It's difficult in the beginning for everyone has opinions of what's necessary, what's important, what's high quality, what's nonsense, etc. The difficulty is even compounded by the fact that each individual would have different results on any particular system because of their accumulated beliefs, perceptions & mindset - not to mention PSTD of prior trading experiences.
You'll find loud mouths frequently say such-and-such system "doesn't work", is "bullshit", "scam" or whatever and while accurate description for some, that's not mainly because of the system. Older, wiser traders speak more in whispers than in bullhorns.
Like it or not, discernment is the skill that you will be developing and it takes time - much, much longer than anyone purports it to be. Being selective and discerning will be critical, use the ignore & block function and curate what you are exposed to.
If you start trading focused on your PnL instead of your performance, you will, most likely attach your actions to an emotional payoff. While there are exceptions, this approach, most likely, will lead to becoming a statistic of being in the "95% of traders fail" category.

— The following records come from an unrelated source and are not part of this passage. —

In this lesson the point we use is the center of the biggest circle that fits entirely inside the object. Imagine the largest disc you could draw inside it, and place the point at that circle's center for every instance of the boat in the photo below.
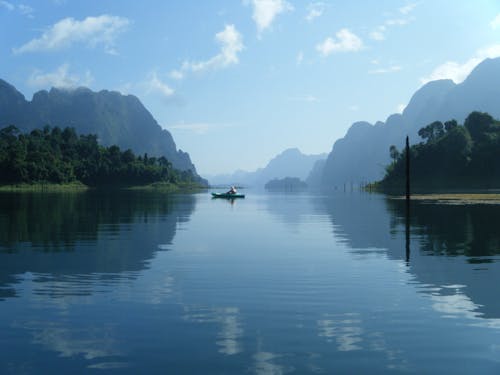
(227, 195)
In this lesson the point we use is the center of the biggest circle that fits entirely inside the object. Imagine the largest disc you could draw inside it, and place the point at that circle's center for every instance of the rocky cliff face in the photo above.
(115, 118)
(364, 151)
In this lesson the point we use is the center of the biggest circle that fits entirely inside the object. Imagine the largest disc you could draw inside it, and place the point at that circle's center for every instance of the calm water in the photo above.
(272, 284)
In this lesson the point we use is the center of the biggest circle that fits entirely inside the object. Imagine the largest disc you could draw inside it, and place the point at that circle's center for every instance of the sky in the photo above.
(237, 82)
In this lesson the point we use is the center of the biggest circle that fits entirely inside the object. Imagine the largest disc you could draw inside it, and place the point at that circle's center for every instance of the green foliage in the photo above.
(57, 155)
(452, 156)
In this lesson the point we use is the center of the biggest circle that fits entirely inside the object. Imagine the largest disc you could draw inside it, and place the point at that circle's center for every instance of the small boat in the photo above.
(227, 195)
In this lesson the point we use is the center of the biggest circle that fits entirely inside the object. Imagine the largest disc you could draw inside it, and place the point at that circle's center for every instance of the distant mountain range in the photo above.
(364, 151)
(115, 118)
(290, 163)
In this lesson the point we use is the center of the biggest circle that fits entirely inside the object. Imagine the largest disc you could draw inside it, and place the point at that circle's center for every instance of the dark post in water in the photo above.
(407, 226)
(407, 170)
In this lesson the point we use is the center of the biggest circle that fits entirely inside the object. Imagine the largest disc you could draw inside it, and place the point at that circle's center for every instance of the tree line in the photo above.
(451, 155)
(55, 155)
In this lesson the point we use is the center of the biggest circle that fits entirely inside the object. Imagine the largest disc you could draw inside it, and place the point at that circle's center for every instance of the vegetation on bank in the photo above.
(286, 184)
(451, 156)
(54, 158)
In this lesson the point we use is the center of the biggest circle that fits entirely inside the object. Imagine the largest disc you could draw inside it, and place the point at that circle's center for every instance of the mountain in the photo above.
(363, 153)
(290, 163)
(115, 118)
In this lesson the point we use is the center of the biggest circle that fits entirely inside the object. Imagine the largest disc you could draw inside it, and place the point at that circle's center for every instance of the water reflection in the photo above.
(70, 241)
(229, 321)
(466, 238)
(447, 229)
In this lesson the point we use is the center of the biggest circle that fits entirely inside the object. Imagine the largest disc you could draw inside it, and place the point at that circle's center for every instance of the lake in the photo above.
(131, 282)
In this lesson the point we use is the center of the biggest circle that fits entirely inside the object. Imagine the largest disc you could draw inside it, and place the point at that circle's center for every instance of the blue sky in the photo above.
(237, 82)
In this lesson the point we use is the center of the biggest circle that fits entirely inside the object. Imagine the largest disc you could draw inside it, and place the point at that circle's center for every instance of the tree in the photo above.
(478, 123)
(449, 125)
(393, 151)
(432, 131)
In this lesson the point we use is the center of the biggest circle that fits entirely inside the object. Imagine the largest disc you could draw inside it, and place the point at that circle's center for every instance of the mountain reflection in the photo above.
(56, 236)
(452, 229)
(463, 240)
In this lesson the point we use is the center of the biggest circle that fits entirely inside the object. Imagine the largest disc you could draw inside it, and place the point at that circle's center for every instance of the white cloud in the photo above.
(378, 34)
(307, 98)
(93, 31)
(407, 8)
(265, 11)
(7, 5)
(300, 58)
(315, 10)
(198, 128)
(397, 22)
(26, 10)
(155, 84)
(390, 69)
(345, 42)
(231, 43)
(495, 23)
(61, 78)
(458, 72)
(176, 74)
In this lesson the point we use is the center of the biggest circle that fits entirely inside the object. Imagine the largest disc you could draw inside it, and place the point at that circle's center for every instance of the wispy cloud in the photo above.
(379, 33)
(457, 71)
(315, 10)
(345, 41)
(495, 23)
(198, 128)
(299, 58)
(390, 69)
(176, 74)
(155, 84)
(231, 43)
(60, 78)
(401, 19)
(307, 99)
(23, 9)
(7, 5)
(408, 8)
(265, 11)
(92, 31)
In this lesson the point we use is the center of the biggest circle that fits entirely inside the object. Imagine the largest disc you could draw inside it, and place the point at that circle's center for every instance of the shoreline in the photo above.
(455, 198)
(78, 187)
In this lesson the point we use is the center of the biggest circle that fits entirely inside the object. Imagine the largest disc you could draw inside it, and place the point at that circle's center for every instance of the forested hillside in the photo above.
(54, 155)
(451, 156)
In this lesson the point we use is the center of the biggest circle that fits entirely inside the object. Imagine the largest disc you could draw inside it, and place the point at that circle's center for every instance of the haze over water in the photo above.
(274, 283)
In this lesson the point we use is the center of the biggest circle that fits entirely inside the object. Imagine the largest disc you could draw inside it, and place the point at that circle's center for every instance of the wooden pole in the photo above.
(407, 170)
(407, 226)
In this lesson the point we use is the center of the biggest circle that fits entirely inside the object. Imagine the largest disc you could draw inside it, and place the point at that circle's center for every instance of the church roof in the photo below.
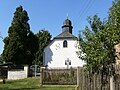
(65, 35)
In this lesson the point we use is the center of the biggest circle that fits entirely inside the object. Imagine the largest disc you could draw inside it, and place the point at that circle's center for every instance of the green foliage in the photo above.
(97, 44)
(31, 84)
(43, 40)
(20, 40)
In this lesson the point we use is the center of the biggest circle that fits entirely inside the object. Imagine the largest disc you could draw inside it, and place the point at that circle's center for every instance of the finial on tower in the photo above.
(67, 16)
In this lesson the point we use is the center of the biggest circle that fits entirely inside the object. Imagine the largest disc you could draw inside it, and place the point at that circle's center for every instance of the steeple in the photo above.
(67, 26)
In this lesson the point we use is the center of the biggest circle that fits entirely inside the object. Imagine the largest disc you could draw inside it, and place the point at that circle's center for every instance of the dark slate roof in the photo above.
(65, 35)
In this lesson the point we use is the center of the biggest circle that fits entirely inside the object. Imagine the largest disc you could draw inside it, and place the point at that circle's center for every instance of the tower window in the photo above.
(65, 43)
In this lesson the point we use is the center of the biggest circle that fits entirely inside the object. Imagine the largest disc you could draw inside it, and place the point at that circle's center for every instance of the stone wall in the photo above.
(18, 74)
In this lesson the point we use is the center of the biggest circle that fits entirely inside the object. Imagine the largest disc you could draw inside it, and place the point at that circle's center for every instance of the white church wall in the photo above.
(56, 54)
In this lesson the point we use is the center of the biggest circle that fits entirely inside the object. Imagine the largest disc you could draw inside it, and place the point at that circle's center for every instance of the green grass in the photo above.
(31, 84)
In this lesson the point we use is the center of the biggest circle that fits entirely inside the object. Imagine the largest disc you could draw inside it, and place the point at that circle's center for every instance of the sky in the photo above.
(50, 14)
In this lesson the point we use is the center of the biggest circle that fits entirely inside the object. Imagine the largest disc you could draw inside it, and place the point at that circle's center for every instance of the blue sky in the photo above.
(50, 14)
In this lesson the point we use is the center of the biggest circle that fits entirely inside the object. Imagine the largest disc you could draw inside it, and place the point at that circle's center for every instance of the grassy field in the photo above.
(30, 84)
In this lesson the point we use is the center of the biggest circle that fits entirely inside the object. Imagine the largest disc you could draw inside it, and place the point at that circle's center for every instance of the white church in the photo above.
(61, 52)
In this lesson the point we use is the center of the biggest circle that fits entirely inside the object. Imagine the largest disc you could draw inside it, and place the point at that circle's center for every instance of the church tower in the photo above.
(61, 52)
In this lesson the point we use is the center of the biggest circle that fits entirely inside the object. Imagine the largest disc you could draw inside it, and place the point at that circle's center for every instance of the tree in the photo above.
(19, 42)
(43, 40)
(97, 44)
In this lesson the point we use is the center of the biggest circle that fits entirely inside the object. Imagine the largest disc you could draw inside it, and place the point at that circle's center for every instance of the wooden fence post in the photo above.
(41, 76)
(78, 79)
(112, 83)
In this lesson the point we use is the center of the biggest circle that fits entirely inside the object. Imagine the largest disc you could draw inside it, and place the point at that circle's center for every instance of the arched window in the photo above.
(65, 43)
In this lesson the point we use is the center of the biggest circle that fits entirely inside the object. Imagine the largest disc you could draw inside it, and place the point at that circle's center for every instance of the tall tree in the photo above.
(43, 40)
(17, 43)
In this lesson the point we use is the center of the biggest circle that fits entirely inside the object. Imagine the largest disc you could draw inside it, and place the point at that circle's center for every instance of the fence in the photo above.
(59, 76)
(81, 78)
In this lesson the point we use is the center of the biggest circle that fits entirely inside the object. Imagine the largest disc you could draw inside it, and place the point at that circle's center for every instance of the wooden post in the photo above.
(41, 76)
(112, 83)
(78, 79)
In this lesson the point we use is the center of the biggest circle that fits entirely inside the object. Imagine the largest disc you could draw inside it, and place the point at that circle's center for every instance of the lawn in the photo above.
(31, 84)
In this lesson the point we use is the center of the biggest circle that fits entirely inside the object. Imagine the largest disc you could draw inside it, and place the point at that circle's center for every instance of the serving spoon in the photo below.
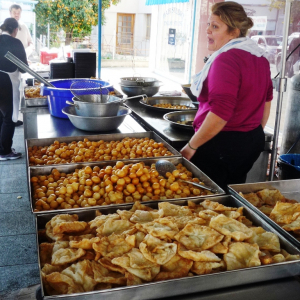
(163, 166)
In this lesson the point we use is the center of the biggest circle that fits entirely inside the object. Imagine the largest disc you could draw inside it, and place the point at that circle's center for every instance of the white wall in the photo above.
(136, 7)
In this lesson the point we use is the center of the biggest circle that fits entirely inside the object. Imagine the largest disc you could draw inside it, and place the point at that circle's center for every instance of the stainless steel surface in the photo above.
(181, 116)
(68, 168)
(36, 102)
(38, 123)
(105, 137)
(187, 285)
(96, 124)
(25, 68)
(168, 100)
(286, 25)
(83, 88)
(95, 109)
(139, 90)
(153, 120)
(164, 166)
(93, 99)
(290, 189)
(199, 185)
(138, 81)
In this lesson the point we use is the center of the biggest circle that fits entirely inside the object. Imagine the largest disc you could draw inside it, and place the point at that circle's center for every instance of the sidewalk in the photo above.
(18, 251)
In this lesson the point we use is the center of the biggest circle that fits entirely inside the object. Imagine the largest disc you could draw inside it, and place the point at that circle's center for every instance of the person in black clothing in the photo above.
(10, 80)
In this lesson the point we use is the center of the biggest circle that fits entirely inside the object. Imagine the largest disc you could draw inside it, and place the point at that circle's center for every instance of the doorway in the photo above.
(125, 33)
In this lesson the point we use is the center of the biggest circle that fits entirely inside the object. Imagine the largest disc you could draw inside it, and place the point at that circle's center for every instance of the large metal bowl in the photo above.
(96, 123)
(96, 109)
(181, 116)
(149, 102)
(138, 81)
(187, 90)
(139, 90)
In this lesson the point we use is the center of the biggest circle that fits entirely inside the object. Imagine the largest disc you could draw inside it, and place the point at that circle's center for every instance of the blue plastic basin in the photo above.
(58, 95)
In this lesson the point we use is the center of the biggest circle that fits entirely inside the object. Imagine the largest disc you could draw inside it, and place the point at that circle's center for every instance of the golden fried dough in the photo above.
(242, 255)
(215, 206)
(82, 274)
(204, 255)
(270, 197)
(231, 227)
(112, 246)
(177, 267)
(201, 268)
(285, 213)
(66, 256)
(265, 240)
(162, 228)
(157, 250)
(167, 209)
(197, 237)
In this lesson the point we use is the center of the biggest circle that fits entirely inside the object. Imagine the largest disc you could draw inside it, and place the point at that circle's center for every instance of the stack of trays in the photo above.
(62, 70)
(85, 64)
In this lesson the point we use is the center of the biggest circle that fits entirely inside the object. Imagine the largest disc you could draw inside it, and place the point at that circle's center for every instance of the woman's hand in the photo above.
(187, 152)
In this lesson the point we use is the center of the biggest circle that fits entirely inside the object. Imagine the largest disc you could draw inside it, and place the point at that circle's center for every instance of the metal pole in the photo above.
(192, 42)
(48, 38)
(280, 87)
(99, 36)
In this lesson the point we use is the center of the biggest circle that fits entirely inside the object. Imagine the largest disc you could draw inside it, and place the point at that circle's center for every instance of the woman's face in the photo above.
(217, 33)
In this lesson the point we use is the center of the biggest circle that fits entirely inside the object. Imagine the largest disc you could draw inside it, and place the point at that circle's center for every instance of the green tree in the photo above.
(75, 17)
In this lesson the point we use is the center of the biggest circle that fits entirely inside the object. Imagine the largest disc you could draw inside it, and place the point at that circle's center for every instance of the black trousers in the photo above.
(229, 156)
(7, 126)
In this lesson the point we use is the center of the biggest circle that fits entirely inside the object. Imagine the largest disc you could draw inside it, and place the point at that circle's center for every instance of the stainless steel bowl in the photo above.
(187, 90)
(96, 99)
(181, 116)
(96, 109)
(138, 81)
(149, 102)
(96, 123)
(139, 90)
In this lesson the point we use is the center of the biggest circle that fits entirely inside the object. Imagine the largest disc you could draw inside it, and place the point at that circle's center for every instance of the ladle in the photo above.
(163, 166)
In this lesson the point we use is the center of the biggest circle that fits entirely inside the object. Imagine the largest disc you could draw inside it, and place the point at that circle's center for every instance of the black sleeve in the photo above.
(21, 54)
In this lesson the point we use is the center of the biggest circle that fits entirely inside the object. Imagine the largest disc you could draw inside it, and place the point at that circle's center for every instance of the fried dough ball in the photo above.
(86, 150)
(119, 183)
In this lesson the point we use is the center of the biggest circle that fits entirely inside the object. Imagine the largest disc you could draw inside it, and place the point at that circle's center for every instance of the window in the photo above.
(148, 26)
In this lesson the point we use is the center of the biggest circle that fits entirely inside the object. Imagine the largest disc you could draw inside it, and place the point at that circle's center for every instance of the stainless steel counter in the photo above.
(38, 123)
(153, 120)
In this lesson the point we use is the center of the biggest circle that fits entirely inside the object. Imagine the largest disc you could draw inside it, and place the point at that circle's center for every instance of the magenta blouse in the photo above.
(236, 89)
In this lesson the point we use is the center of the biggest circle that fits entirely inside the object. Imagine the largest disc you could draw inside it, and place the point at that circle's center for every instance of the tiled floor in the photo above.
(18, 250)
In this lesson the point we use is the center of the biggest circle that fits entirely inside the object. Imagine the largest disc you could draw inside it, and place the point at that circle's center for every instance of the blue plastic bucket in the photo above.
(58, 95)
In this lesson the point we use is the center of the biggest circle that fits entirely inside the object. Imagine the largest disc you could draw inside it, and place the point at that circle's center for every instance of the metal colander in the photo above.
(90, 91)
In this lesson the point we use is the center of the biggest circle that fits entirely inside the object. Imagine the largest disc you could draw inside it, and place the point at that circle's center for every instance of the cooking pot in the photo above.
(138, 90)
(96, 109)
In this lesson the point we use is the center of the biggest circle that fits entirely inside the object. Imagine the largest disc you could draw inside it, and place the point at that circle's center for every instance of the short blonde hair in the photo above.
(233, 15)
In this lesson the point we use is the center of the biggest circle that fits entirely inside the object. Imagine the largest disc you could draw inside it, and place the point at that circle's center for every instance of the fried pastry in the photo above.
(156, 250)
(231, 227)
(242, 255)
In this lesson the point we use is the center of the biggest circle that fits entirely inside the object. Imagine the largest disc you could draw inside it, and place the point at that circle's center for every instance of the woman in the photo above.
(10, 80)
(234, 91)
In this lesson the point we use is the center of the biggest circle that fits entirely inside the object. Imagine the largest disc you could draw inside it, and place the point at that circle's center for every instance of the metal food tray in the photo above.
(36, 102)
(185, 285)
(175, 116)
(150, 101)
(290, 189)
(39, 101)
(105, 137)
(68, 168)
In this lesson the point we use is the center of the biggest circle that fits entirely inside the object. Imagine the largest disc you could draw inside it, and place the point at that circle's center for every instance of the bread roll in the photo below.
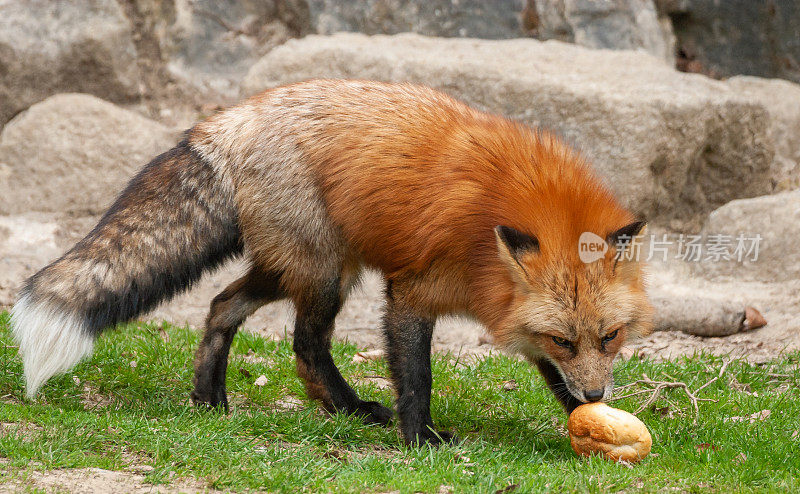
(596, 428)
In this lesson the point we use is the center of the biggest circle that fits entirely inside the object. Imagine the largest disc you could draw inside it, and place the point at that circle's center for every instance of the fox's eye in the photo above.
(610, 336)
(562, 342)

In closing, there is no holy grail outside of you. Your main obstacles will be managing your internal state of emotions, identifying limiting beliefs and reframing your perceptions so that you can tune into signal more than noise. The mental side of trading is much more influential than the technical side. A competent trader can make even a simple moving average system work, for they have built the "spectrum of differentiation" within their mind. It wouldn't have the same results as something with more data, or something that has a better cognitive model of encapsulating intra-day price movements, it's just a tool and the results depends on the mastery of the person yielding it.